2020 was an extraordinary year for Theben – and not just because of the coronavirus pandemic. Paul Sebastian Schwenk took over as Chairman of the Board of Management at Theben AG and Michael Matthesius joined the management team as Chief Technology Officer. Moreover, it was the year that saw the successful completion of a mammoth project in which Theben had invested years of development work and enormous sums of money. The culmination of this was when the CONEXA 3.0 Performance smart meter gateway received certification by the German Federal Office for Information Security (BSI). This product not only enables energy and water consumption data to be recorded and forwarded digitally; it also provides a means of analysing energy consumption intelligently and reducing it. Not only that, but there is an optional value-added module that allows additional benefits to be unlocked. These include secure remote access to smart home systems such as LUXORliving. Therefore, the fact that Theben once again received the “Top 100 Innovator” award in 2020 is no accident.

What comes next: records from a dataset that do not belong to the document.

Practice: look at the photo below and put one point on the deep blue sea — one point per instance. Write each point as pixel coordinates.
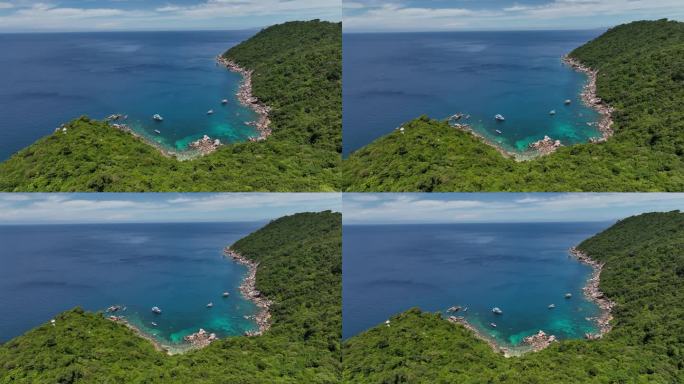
(47, 269)
(393, 78)
(520, 268)
(49, 79)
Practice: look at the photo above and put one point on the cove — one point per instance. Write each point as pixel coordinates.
(51, 79)
(392, 78)
(47, 269)
(521, 268)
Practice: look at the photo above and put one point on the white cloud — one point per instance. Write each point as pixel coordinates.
(398, 16)
(508, 207)
(79, 208)
(210, 14)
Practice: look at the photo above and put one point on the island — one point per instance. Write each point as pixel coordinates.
(641, 269)
(292, 80)
(636, 71)
(296, 266)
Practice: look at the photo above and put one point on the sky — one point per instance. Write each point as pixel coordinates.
(140, 15)
(445, 15)
(75, 208)
(416, 208)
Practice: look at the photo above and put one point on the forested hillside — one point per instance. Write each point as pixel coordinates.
(643, 274)
(300, 270)
(297, 71)
(641, 74)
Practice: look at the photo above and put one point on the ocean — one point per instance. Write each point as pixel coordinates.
(520, 268)
(47, 269)
(391, 78)
(50, 79)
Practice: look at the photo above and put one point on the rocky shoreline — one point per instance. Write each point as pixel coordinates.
(157, 345)
(542, 340)
(250, 292)
(546, 145)
(592, 292)
(146, 140)
(205, 145)
(462, 321)
(247, 99)
(591, 99)
(534, 152)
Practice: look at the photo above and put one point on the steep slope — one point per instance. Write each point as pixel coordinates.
(300, 270)
(640, 75)
(297, 71)
(643, 274)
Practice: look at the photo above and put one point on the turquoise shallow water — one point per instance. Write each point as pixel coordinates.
(520, 268)
(177, 267)
(50, 79)
(395, 77)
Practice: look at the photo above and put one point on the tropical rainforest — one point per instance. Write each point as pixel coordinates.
(297, 72)
(300, 270)
(641, 75)
(643, 274)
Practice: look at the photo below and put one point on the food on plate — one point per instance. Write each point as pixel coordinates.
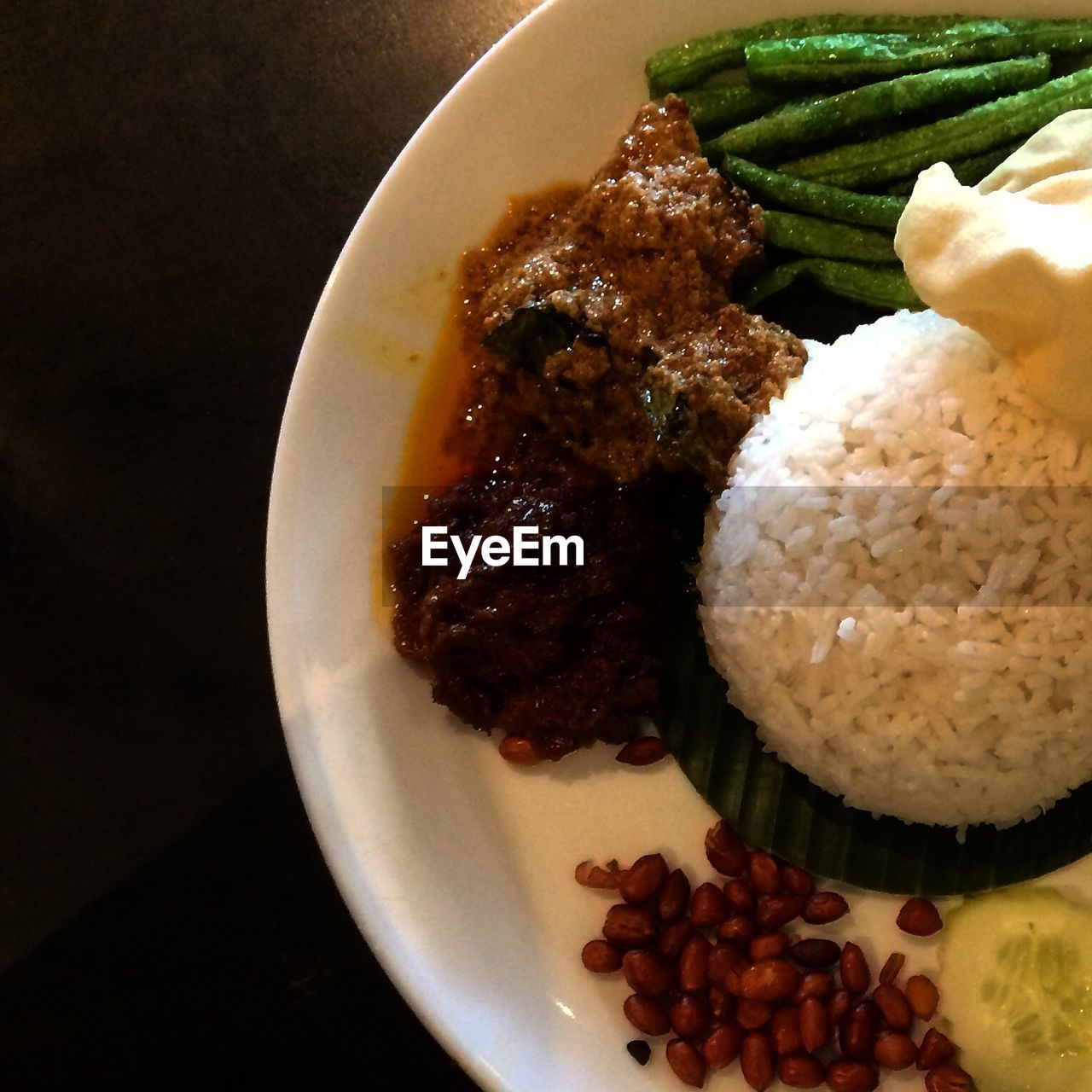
(737, 971)
(609, 324)
(688, 63)
(894, 576)
(874, 285)
(1025, 233)
(896, 582)
(853, 58)
(810, 120)
(896, 155)
(1018, 989)
(829, 201)
(605, 354)
(556, 656)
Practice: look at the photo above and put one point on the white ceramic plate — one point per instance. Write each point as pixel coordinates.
(456, 866)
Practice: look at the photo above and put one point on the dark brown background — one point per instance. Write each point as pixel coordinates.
(176, 180)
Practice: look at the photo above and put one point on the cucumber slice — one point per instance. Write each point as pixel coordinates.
(1017, 986)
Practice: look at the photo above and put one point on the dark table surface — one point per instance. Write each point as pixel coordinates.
(176, 180)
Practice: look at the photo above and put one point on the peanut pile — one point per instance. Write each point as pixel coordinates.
(716, 969)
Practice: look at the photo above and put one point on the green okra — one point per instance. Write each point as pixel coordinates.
(899, 155)
(825, 238)
(714, 108)
(969, 171)
(854, 58)
(816, 119)
(820, 200)
(689, 62)
(885, 288)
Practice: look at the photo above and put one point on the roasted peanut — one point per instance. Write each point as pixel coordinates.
(854, 967)
(647, 974)
(823, 908)
(686, 1063)
(800, 1072)
(785, 1031)
(816, 952)
(773, 979)
(629, 926)
(741, 897)
(764, 873)
(857, 1032)
(519, 752)
(736, 929)
(708, 907)
(845, 1076)
(689, 1017)
(894, 1049)
(919, 917)
(644, 878)
(768, 946)
(674, 897)
(935, 1049)
(722, 1046)
(892, 1002)
(838, 1005)
(923, 997)
(673, 938)
(642, 752)
(756, 1060)
(725, 850)
(601, 956)
(778, 909)
(752, 1014)
(815, 1028)
(892, 967)
(796, 880)
(947, 1078)
(694, 966)
(647, 1016)
(817, 984)
(722, 1005)
(596, 876)
(725, 964)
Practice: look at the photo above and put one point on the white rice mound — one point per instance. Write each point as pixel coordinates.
(921, 648)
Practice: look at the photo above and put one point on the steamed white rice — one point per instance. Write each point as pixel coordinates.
(897, 584)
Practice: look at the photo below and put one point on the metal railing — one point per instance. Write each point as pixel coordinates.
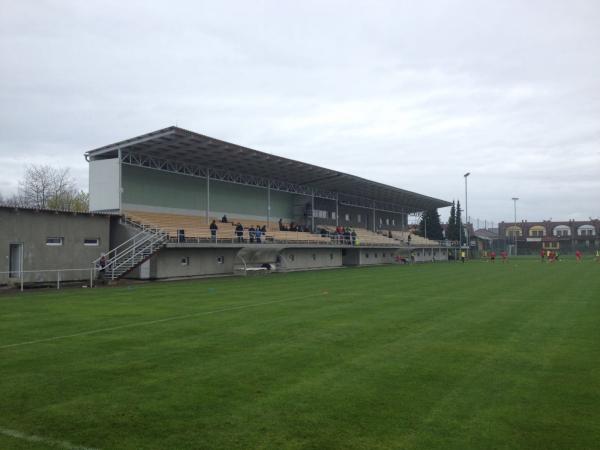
(58, 278)
(133, 251)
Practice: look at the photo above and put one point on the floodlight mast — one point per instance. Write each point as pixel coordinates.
(514, 199)
(466, 211)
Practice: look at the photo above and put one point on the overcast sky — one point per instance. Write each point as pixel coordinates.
(413, 94)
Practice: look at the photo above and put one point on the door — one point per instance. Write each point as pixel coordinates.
(15, 263)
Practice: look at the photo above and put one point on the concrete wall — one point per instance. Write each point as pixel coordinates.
(309, 258)
(32, 228)
(190, 262)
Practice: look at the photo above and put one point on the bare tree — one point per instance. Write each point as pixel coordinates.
(50, 187)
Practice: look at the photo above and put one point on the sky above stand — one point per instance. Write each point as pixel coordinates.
(412, 94)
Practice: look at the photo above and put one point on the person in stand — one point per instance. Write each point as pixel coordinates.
(102, 271)
(239, 231)
(258, 234)
(213, 230)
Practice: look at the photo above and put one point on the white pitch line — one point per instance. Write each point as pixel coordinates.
(42, 440)
(151, 322)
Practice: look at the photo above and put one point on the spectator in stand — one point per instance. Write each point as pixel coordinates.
(258, 234)
(213, 230)
(239, 231)
(347, 236)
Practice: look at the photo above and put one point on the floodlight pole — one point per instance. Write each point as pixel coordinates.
(516, 232)
(467, 210)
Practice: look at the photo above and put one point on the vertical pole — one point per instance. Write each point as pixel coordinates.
(337, 209)
(21, 264)
(207, 196)
(312, 211)
(467, 216)
(268, 202)
(120, 183)
(374, 218)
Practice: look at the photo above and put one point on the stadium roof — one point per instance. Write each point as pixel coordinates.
(187, 147)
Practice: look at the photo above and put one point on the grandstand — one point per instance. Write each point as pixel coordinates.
(168, 186)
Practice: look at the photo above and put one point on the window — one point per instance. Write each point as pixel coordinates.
(55, 241)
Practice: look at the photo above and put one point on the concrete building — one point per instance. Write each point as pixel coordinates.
(41, 241)
(564, 236)
(153, 196)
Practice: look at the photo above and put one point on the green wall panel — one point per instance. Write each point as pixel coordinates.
(161, 189)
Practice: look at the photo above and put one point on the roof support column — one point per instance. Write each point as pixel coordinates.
(337, 209)
(120, 156)
(312, 210)
(374, 218)
(207, 196)
(268, 202)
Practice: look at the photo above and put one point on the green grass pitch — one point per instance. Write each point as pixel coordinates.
(436, 356)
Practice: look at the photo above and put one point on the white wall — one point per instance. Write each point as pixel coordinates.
(104, 185)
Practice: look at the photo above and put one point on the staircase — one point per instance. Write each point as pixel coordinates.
(131, 253)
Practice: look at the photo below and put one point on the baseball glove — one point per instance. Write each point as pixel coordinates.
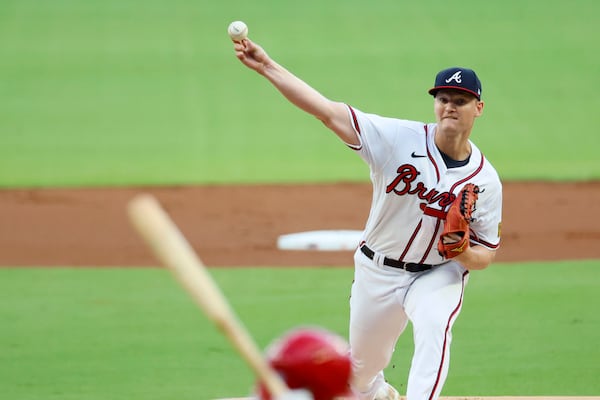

2021 – CONEXA 3.0 is being launched on the market exactly 100 years after the company was founded. Just like the first staircase time switches that were produced by the company's pioneering founder, it is a groundbreaking achievement. It points to a future in which the correct use of energy and the intelligent networking of buildings are going to become increasingly significant – and where Theben's innovative solutions are going to play a more important role than ever.